Tras unos segundos, el teléfono volvió a sonar. De mala gana se incorporó de su habitual posición, apoyado sobre un mostrador donde había grabado su figura a fuerza de horas y horas de presionar la madera con el cuerpo. Descolgó con pocas ganas.

—Dígame... —solicitó desdeñoso con un bostezo prolongado.

—Hola, necesito hablar con un par de tipos que han entrado en su comercio... —le respondió una voz masculina, desagradable y grave. El propietario de aquella voz debía de fumar y abusar en exceso del alcohol.

—Está cerrado, amigo —le interrumpió dando por acabada la comunicación.

—No me venga con tonterías.
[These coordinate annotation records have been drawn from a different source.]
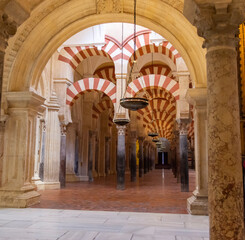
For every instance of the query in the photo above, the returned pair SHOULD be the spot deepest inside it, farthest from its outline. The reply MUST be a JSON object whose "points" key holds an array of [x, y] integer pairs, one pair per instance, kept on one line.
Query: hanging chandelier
{"points": [[134, 103]]}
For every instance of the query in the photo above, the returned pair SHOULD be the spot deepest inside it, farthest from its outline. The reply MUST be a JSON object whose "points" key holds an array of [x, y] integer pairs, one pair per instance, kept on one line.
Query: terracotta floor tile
{"points": [[151, 193]]}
Tiene que tener ahí a dos tipos, uno con una sudadera roja y otro que parece un profesor de historia.

—¿Quién es usted? —quiso saber. La descripción de la extraña pareja era exacta.

—Papá Noel. Respóndame.

Miguel Ferrer gesticuló una mueca de disgusto y se sintió tentado a invitarlo a que se fuera a la mierda, pero su instinto de supervivencia le detuvo. No sabía quiénes eran aquellos tíos y lo mejor era seguirles la corriente. Cuando acabaran con lo que se traían entre manos se largarían, y él proseguiría con su vida con un sobresueldo de mil euros. Levantó la mirada y buscó al «formalito». Lo halló al otro lado de la barra, dando buena cuenta del segundo bocadillo. El de la sudadera seguía inmerso en su trabajo delante del monitor del PC, petrificado y con la mirada fija en la pantalla. Miguel arrugó la frente al observar sus manos, nunca antes había visto teclear a nadie de forma tan vertiginosa como lo hacía aquel tío.

—Sí, aquí están —le comunicó a su interlocutor.
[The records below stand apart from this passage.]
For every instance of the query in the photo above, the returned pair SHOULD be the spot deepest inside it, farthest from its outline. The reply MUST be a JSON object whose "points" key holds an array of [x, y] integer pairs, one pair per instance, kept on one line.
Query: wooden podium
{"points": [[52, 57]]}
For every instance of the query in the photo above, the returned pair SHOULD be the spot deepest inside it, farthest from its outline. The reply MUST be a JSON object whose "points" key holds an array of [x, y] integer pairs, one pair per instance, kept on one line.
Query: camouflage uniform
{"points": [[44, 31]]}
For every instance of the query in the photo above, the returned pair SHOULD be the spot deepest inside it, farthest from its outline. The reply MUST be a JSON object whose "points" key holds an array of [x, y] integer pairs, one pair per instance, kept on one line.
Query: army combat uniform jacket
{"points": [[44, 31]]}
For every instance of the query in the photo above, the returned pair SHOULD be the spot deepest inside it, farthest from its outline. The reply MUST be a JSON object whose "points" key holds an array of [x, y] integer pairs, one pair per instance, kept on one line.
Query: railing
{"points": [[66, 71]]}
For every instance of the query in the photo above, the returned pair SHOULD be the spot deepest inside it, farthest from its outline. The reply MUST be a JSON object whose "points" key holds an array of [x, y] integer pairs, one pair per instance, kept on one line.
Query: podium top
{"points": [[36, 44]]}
—Bien, dígales que se ponga uno de los dos al aparato. Gracias, amigo.

—Un momento —respondió de mala gana. Extendió el brazo que sostenía el auricular, al tiempo que realizaba un ademán con la mano al hombre que tenía a su derecha—. ¡Hey, jefe! Es para usted.
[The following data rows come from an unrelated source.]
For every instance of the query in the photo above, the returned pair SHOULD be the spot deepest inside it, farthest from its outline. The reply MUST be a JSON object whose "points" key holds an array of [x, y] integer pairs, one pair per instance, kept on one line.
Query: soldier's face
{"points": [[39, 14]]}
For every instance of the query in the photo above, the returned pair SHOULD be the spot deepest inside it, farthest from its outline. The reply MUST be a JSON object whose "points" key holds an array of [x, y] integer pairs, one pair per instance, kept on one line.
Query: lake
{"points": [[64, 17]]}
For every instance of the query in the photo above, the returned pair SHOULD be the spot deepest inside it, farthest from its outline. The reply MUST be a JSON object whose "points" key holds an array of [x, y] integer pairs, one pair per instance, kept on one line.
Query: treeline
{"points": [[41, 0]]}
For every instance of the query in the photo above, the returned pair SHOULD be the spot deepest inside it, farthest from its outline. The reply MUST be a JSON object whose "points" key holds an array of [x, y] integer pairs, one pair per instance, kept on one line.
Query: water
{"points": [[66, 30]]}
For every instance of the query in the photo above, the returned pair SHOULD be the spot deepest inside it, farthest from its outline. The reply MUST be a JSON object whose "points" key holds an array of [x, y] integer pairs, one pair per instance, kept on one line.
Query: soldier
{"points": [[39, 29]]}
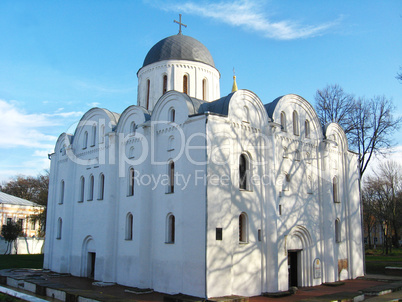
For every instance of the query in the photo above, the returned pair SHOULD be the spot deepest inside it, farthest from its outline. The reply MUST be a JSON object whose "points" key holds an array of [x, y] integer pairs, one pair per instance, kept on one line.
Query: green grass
{"points": [[21, 261], [376, 261]]}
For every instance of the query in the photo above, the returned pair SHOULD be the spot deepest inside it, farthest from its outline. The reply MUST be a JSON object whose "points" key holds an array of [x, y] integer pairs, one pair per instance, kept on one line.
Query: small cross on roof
{"points": [[180, 24]]}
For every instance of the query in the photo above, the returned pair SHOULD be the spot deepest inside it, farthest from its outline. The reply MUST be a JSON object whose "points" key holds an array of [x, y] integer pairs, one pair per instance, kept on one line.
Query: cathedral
{"points": [[190, 192]]}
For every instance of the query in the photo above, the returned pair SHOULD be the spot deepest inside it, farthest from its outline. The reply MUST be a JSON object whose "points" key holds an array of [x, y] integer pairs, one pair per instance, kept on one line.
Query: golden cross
{"points": [[180, 24]]}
El trajeado levantó la mirada de su ágape y, sin inmutarse lo más mínimo, se limpió la comisura de los labios con una servilleta de papel. Se acercó lo suficiente para coger el teléfono.

—Gracias. Dígame...

—Soy Santamaría.

—Le diré lo que tiene que hacer, agente.

El joven de la sudadera roja levantó la mirada hacia su compañero. Éste afirmó con la cabeza mientras comunicaba las directrices marcadas a la persona que tenía al otro lado de la línea telefónica. Detuvo su frenética tarea. Abrió y cerró las manos, se le estaban agarrotando los dedos y percibió que, durante el paso de los últimos años, había perdido la práctica. Consultó su reloj de pulsera. Sonrió. El plan previsto iba según lo planificado.